The next day Eltrienn and Brokols drove up the valley in a light shay, visiting farms above the city. In the fields, some of the men wore only a sort of cloth band to contain their genitals, though most of them wore a short skirt as well. The women's skirts were longer, but hardly or not at all below the knees, and Brokols wondered if there was even an undergarment beneath; he hoped so. While above the waist—like the acrobatic dancers, some wore only a sort of supporting harness for their breasts, and a few of the younger none at all. Many children ran completely naked.

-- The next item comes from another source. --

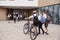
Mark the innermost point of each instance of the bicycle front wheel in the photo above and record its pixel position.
(33, 34)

Mostly the adults and older children were hoeing. The rains had brought germination indiscriminately to crops and weeds, and there was a lot of field work to do.

In Hrumma, according to Eltrienn, the land was held quite differently than in Almeon. Except for grazing lands in some plateau districts where surface water was infrequent, there were no great ownerships. Each family held its own land, subject to eviction only in the case of land abuse. In the valleys, most of them banded together in cooperatives, paying one or more of their number to market for all the members, arranging transport, dealing with buyers or for space in the markets, collecting money, keeping records.

They bought their midday meal at one of the larger farmsteads and had gone inside to eat when the usual daily shower came, brief but hard. It was over by the time they'd finished, leaving the air steamy but somehow not oppressive.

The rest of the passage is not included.